The Case of the Curious Commit Message

I had taken a new contract at an investment bank and started working on a very mature codebase which was stored in ClearCase. As a long-time user [1] of version control systems one of the things that bugged me about the codebase were empty commit messages. On a mature codebase where people have come and gone it’s hard enough to work out what was going on just from the code, decent commit messages should be there to give you that extra context around the “why”.

Rallying the Troops

After attempting to sell the virtues of commit messages to my colleagues a couple of times during team meetings there were still the odd one or two that consistently avoided doing so. So I decided to try a name-and-shame approach [2] by emailing a table of names along with their percentage of non-empty commit messages hoping those that appeared at the bottom would consider changing their ways.

At the time I was just getting my head around ClearCase and there were a couple of complaints from people who felt unduly chastised because they didn’t have 100% when they felt they should. It turned out their accounts were used for some automated check-ins which had no message which I didn’t know about, so I excluded those commits and published a revised table.

Progress?

On the plus side this got people discussing what a good commit message looked like and it brought up some question marks around certain practices that others had done. For example a few team members wouldn’t write a formal message but simply paste the ID of the issue from ClearQuest [3]. Naturally this passed my “not empty” test but it raised a question about overly terse commit messages. Given where we were coming from I felt this was definitely acceptable (for the time being) as they were still using the commit message to provide more details, albeit in the form of a link to the underlying business request [5].

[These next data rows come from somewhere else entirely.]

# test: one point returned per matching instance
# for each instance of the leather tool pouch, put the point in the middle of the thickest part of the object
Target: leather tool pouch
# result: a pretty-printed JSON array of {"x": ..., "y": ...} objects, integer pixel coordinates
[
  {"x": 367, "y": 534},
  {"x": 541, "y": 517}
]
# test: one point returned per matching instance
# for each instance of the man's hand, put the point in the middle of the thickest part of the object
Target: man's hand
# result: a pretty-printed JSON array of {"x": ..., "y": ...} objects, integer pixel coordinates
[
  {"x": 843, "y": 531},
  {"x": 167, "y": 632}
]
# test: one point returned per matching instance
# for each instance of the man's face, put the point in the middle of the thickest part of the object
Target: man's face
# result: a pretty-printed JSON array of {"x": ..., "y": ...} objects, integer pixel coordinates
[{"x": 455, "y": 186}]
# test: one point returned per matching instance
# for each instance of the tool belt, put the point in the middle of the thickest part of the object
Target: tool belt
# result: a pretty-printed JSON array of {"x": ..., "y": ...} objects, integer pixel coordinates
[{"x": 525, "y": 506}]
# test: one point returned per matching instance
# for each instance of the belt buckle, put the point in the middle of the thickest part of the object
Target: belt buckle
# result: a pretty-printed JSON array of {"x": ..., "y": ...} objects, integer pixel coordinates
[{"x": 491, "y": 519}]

However, it got me thinking about whether people were not really playing ball and might be gaming the system so I started looking into overly terse commit messages and I’m glad to say everyone was entering into the spirit of things [4]. Everyone except one person who had never even been on the initial radar but who had a sizable number of commits with the simple message:

    nt

That’s right, just the two letters ‘n’ and ‘t’. (There were others but this was the most prevalent and memorable.)

A Curious Message

Looking at the diffs that went with these messages it wasn’t obvious what “nt” meant. My initial instinct was that it was an abbreviation of some sort, perhaps a business term I was unaware of as the developer was involved in the more maths heavy side of the project. They were far more common before my “shake-up” so I was pleased that whatever this term was it was being replaced by more useful comments now but I was still intrigued. Naturally I walked across the room to the very pleasant developer in question and asked him what “nt” meant.

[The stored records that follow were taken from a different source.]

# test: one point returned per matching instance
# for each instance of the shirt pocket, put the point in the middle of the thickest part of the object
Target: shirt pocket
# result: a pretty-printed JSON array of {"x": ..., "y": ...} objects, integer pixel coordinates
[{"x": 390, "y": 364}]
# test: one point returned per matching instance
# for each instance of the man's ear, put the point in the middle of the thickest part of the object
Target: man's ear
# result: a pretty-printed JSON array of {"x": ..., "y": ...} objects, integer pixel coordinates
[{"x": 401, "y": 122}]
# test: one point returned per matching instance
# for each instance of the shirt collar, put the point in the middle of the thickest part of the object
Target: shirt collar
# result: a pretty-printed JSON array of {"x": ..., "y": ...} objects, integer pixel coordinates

It turned out it didn’t mean anything, and the developer was largely unaware they even existed! So where did they come from?

The Mist Clears

Luckily while we were chatting he started making a new change and I saw the ClearCase check-out dialog appear and the initial message was a few letters of garbage. I looked at what he intended to type in the editor and it dawned on me what was happening – the “nt” was the latter part of the word “int”.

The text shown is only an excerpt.